No rights in the receiving party: The non-disclosure agreement should specify the parties do not create or grant any proprietary rights in each other or other third parties. If the parties use an NDA to cover a specific project, the agreement should also specify if the disclosing party has any proprietary rights in the confidential information. It should also state that the recipient’s acceptance of the NDA will not be construed as a transfer or license of any right, title, or interest in the disclosed material in favor of the receiving party.
Consequences of breach
The non-disclosure agreement should specify any consequences for breaching a confidentiality provision. It should also be stated that if either party breaches the agreement, then the other party is entitled to have its remedy at law and in equity. Such remedies may include:
- Injunctions: Where the disclosing party has no other remedy, a court may prevent further disclosure of confidential information by ordering an injunction. An injunction is simply a court order compelling a person or party to stop doing certain acts. An injunction can also be issued to compel a party or person to carry out certain acts.
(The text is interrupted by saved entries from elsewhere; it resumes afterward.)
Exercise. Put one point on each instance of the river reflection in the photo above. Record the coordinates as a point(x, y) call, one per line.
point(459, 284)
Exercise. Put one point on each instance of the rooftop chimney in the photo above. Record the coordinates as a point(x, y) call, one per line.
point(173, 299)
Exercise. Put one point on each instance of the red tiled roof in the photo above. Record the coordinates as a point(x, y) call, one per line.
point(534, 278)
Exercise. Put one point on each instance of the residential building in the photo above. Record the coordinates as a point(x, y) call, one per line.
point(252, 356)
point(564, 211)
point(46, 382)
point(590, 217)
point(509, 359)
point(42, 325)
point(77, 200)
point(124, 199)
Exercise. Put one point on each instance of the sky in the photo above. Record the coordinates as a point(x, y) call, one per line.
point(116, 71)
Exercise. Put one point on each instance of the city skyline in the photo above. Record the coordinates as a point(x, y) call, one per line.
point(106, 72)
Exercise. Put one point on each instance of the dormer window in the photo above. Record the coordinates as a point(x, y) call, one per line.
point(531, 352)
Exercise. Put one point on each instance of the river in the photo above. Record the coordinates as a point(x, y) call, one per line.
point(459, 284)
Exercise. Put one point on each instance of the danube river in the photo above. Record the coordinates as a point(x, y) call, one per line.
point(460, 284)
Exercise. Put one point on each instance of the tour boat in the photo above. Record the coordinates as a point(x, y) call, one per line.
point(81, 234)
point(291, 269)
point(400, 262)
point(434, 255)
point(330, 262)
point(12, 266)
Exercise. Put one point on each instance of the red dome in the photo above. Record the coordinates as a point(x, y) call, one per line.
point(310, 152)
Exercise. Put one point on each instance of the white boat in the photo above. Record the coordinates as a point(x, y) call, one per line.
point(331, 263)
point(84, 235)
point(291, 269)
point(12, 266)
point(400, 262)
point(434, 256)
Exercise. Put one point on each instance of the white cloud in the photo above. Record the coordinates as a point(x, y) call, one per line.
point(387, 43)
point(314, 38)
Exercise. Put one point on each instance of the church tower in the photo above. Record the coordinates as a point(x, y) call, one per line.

- Monetary damages: If the disclosing party has suffered any damages as a result of the breach, then it may be given the right to seek monetary relief.
- Attorney fees: If a court finds the recipient breaches an NDA, it may order the disclosing party to be awarded attorney fees.
The NDA agreement should clearly state who is responsible for signing the agreement. In most cases, if the disclosing party has a registered business, then the manager or executive of that business will agree to sign the agreement. A non-disclosure agreement should also specify if the NDA is jointly or solo signed. Additionally, the agreement should include when the parties must sign the NDA. For example, in some jurisdictions, the parties must sign an NDA before discussing the confidential information, while in others, the parties must sign an NDA after discussing the confidential information.
Frequently Asked Questions
A non-disclosure agreement (NDA) is a legally binding contract. In order to be enforceable, the NDA must be signed by both parties and contain “consideration” for the promise not to disclose. The consideration must be something valuable, such as the receiving party agreeing not to sell the disclosing party’s recipe to a food production company.
The NDA can be for a specified or an unspecified period of time, although some NDAs have automatic expiration dates. For example, if the information is only good for one year, then the NDA might expire when that year ends.